長崎市議会でも、この発言を受け、7月2日に急遽、議会運営委員会が開催され、「久間防衛大臣の原爆投下容認発言撤回を求める意見書」を全会派一致で決議することを決定し、本会議で可決しました。
私は議会運営委員会を傍聴し、員外委員として発言し、抗議と罷免を要求する意見書にすべきこと、また本文には、アメリカに配慮した極めて政治的な発言であることを盛り込むべきではないかという、私自身の基本的な見解を述べました。
最終的には、早急に長崎市議会として行動を起こさなければならないという時間的な制約と、全会派が一致して決議したということが重要であるとの判断で賛成しました。
7月3日、長崎市長と議長が久間防衛大臣に面会し、直接抗議の意を示しました。結果的に久間防衛大臣は引責辞任に追い込まれ、自らけじめをつけました。
しかし、久間氏がこの時期に何故このような発言をしたのか、真意は何処にあるのか、単に歴史認識がお粗末とか、原爆の悲惨さを知らないからだという理由なのか、疑問が残ります。
これは、あくまでも私の推測ですが、久間氏は今年の1月24日の日本記者クラブでのイラク戦争に関する発言では、「(イラクに)核兵器がさもあるかのような状況でブッシュ米大統領は踏み切ったのだろうが、その判断が間違っていたと思う」と指摘し、ブッシュ大統領の開戦判断を批判しました。

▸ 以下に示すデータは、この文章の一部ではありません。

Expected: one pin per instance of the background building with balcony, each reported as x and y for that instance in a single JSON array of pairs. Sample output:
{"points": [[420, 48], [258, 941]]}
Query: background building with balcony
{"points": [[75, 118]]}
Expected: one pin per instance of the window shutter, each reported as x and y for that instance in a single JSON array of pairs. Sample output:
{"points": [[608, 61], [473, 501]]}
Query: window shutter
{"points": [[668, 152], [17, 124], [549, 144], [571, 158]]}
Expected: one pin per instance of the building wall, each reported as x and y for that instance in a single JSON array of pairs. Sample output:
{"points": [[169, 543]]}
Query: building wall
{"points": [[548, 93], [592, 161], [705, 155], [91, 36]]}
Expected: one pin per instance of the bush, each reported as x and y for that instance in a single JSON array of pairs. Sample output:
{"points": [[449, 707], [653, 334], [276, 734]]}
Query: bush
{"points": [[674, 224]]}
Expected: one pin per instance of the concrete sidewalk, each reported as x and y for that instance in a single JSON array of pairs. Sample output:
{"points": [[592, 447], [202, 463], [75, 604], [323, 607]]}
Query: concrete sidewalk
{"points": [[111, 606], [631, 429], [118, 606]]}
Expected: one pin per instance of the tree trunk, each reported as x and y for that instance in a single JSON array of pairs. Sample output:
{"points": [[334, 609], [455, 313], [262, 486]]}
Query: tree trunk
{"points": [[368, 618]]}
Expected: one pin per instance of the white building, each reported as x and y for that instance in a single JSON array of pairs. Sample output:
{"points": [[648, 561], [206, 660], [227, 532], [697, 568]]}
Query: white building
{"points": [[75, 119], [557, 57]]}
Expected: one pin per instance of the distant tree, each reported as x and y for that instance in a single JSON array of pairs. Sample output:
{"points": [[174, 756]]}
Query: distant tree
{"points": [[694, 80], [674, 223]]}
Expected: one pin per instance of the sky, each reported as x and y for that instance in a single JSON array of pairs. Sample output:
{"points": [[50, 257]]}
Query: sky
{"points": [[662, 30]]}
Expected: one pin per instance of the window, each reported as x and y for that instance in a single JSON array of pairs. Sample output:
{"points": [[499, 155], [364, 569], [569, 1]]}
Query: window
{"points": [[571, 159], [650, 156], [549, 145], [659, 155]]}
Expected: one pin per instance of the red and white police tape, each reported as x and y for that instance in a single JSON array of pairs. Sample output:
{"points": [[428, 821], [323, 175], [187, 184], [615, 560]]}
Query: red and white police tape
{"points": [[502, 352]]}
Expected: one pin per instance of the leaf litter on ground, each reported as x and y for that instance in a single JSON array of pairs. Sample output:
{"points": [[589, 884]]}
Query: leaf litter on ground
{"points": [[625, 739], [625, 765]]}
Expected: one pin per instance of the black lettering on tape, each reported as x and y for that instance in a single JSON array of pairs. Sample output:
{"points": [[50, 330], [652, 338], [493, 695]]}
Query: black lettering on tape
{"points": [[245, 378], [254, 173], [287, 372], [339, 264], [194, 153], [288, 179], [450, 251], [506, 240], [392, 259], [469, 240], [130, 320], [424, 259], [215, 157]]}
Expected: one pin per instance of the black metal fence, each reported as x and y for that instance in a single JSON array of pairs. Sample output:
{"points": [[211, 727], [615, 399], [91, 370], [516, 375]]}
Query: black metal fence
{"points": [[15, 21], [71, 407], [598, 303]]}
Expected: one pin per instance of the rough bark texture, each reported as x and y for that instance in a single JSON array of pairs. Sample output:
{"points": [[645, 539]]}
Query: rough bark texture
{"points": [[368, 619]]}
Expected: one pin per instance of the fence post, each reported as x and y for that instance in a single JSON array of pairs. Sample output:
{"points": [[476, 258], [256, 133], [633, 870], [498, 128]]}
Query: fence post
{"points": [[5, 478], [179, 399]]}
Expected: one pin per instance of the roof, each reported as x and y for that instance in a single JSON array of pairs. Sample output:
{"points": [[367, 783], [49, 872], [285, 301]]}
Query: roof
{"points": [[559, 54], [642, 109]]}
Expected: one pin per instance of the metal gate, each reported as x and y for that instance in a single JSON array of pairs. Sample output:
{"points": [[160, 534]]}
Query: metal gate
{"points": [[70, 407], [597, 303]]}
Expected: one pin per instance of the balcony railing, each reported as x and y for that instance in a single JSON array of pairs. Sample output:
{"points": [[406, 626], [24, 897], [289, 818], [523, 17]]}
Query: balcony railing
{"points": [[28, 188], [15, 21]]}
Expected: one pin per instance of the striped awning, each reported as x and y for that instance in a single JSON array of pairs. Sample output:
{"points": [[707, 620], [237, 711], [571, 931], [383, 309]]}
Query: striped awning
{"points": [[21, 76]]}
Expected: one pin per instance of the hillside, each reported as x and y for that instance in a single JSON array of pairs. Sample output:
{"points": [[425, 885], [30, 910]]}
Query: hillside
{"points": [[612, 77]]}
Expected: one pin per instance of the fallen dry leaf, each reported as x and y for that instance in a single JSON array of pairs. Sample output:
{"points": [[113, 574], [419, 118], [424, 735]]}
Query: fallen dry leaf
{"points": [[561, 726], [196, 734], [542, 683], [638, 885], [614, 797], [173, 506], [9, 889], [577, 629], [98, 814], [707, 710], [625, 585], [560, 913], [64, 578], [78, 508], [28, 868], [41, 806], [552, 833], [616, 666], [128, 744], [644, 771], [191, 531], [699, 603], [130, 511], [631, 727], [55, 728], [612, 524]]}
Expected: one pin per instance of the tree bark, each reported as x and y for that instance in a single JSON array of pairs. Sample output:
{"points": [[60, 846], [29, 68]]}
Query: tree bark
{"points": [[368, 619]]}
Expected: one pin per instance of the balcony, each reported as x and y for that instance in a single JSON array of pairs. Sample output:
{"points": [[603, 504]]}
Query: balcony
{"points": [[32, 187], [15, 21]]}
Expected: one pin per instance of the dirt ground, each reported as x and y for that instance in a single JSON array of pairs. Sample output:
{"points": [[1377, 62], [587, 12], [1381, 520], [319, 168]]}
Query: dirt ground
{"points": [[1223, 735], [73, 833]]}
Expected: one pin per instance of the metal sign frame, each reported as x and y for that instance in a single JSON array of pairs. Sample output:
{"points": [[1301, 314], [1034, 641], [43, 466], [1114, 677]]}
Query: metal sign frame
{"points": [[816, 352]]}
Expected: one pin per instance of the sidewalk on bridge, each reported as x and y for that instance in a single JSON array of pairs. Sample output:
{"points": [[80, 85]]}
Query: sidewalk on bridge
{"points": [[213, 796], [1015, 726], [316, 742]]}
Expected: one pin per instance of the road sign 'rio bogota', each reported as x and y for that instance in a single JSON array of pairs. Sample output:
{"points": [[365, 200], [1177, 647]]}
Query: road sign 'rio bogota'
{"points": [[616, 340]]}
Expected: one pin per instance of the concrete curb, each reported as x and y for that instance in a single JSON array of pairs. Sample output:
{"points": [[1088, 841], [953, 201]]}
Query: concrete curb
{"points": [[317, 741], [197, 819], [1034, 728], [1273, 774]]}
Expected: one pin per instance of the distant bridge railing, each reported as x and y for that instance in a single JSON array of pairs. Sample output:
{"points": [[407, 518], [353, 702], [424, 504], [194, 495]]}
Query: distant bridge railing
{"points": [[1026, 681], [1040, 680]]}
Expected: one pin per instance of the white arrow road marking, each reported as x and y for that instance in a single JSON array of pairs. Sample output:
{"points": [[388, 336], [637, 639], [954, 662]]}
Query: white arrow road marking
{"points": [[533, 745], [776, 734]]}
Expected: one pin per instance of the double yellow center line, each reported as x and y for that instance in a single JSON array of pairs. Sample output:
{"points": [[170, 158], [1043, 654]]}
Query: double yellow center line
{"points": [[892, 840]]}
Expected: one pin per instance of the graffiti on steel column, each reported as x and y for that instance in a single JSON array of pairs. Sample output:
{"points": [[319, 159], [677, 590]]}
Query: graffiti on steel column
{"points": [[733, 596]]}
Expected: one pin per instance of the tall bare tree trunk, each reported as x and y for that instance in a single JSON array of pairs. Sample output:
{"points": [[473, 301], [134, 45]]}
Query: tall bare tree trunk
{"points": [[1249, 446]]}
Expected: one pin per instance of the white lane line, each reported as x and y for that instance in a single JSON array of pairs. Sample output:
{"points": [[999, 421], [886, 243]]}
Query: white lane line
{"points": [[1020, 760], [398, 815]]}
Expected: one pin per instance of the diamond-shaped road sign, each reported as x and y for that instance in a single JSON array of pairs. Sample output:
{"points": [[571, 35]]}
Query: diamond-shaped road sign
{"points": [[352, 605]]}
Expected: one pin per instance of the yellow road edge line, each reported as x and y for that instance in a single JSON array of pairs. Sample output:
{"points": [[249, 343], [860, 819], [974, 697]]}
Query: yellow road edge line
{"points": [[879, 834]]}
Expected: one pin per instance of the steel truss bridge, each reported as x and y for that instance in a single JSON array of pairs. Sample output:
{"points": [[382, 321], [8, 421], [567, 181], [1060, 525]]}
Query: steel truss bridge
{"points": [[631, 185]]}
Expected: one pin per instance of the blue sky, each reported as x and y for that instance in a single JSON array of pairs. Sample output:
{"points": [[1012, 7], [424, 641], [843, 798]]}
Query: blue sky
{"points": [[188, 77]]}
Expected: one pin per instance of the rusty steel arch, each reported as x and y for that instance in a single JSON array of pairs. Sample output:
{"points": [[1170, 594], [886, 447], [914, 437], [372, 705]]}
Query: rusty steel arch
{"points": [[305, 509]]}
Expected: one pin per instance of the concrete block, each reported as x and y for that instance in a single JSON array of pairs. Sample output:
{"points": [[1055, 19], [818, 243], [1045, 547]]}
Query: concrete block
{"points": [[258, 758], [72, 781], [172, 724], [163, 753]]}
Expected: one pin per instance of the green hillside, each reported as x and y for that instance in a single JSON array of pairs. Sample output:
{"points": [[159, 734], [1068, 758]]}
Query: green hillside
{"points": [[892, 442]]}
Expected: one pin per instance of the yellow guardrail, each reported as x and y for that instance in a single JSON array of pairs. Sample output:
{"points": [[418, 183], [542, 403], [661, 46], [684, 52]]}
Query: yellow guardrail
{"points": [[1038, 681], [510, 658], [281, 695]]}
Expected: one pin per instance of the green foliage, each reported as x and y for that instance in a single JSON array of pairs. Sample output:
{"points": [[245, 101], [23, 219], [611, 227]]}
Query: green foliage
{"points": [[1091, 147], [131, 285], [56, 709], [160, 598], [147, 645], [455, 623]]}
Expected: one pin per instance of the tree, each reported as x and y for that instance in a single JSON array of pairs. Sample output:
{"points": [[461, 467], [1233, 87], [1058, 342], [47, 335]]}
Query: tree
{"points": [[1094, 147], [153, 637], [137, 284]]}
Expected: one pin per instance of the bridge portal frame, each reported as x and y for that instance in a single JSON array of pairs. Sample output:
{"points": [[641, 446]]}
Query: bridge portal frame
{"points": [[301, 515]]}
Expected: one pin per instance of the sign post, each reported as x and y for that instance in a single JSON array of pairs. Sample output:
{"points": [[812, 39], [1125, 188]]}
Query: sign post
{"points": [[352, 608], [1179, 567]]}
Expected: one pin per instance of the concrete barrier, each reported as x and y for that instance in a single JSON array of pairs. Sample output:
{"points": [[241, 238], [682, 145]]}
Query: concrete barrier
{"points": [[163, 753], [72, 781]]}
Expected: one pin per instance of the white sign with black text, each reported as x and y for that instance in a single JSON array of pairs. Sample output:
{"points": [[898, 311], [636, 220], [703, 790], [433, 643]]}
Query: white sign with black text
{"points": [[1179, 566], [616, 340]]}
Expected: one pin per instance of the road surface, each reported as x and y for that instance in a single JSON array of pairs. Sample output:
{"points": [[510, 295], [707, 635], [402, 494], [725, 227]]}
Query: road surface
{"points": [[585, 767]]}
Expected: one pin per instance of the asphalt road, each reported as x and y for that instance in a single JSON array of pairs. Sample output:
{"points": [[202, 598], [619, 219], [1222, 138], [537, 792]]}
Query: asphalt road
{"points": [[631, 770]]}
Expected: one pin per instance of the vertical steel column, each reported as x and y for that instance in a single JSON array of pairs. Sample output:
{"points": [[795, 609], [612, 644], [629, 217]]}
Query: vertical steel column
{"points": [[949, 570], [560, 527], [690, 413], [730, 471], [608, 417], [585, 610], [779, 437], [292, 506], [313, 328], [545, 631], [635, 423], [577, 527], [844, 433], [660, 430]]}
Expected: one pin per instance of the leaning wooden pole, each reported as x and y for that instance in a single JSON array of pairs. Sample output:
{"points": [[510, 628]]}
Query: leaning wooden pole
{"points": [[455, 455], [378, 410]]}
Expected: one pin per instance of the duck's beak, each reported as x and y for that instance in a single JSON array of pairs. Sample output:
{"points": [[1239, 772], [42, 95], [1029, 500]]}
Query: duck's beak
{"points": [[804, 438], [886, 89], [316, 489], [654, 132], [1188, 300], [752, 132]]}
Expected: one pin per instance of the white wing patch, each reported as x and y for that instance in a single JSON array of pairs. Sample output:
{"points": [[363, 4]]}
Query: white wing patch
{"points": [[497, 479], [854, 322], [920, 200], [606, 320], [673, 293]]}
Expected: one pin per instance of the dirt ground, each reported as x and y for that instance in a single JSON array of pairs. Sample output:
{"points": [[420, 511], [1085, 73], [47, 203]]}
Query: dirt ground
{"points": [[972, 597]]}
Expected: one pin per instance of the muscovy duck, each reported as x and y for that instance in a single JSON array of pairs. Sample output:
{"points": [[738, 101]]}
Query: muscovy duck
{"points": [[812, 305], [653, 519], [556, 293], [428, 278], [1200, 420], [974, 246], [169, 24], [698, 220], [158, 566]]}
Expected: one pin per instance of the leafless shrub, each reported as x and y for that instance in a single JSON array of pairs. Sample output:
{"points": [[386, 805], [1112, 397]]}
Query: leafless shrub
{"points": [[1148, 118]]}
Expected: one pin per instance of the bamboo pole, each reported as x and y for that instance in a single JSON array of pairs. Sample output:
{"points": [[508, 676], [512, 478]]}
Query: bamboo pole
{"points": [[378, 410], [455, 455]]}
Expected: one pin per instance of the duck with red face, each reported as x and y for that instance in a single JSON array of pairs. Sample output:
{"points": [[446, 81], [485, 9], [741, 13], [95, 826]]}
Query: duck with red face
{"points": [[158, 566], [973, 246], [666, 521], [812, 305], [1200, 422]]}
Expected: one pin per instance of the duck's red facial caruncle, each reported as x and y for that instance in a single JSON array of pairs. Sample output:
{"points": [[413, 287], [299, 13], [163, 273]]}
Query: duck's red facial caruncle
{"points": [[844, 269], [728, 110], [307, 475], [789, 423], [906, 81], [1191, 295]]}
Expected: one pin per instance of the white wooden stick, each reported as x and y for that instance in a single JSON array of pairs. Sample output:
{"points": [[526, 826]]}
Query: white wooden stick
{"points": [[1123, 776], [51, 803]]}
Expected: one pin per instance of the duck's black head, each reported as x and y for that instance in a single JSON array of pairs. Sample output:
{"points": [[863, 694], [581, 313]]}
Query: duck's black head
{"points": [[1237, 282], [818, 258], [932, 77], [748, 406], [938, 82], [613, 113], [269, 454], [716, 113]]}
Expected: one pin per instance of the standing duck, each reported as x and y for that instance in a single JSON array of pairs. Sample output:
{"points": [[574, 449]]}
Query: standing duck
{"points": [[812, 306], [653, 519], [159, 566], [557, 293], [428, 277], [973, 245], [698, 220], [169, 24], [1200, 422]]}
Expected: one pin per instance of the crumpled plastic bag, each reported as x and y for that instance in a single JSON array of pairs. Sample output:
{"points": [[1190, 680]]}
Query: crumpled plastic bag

さらに戦後処理についても「後をどうやってうまく処理するか、処方箋がないままだった」(産経新聞)と述べています。
アメリカのイラク戦争を同盟国の日本の防衛大臣が批判したということ等で、この間アメリカから相当なの圧力があったのではないかと思うのです。このことが、今回の発言の背景にあり、国民を納得させて、アメリカの戦争政策の協力者として総動員しようとする狙いがあったのではないかと考えます。
しかし、後任が小泉チルドレンの小池百合子氏です。日米蜜月を演出するのには格好の人物ではあると思いますが、いずれにしても安倍内閣の基盤そのものが危機に瀕していることは間違いないようです。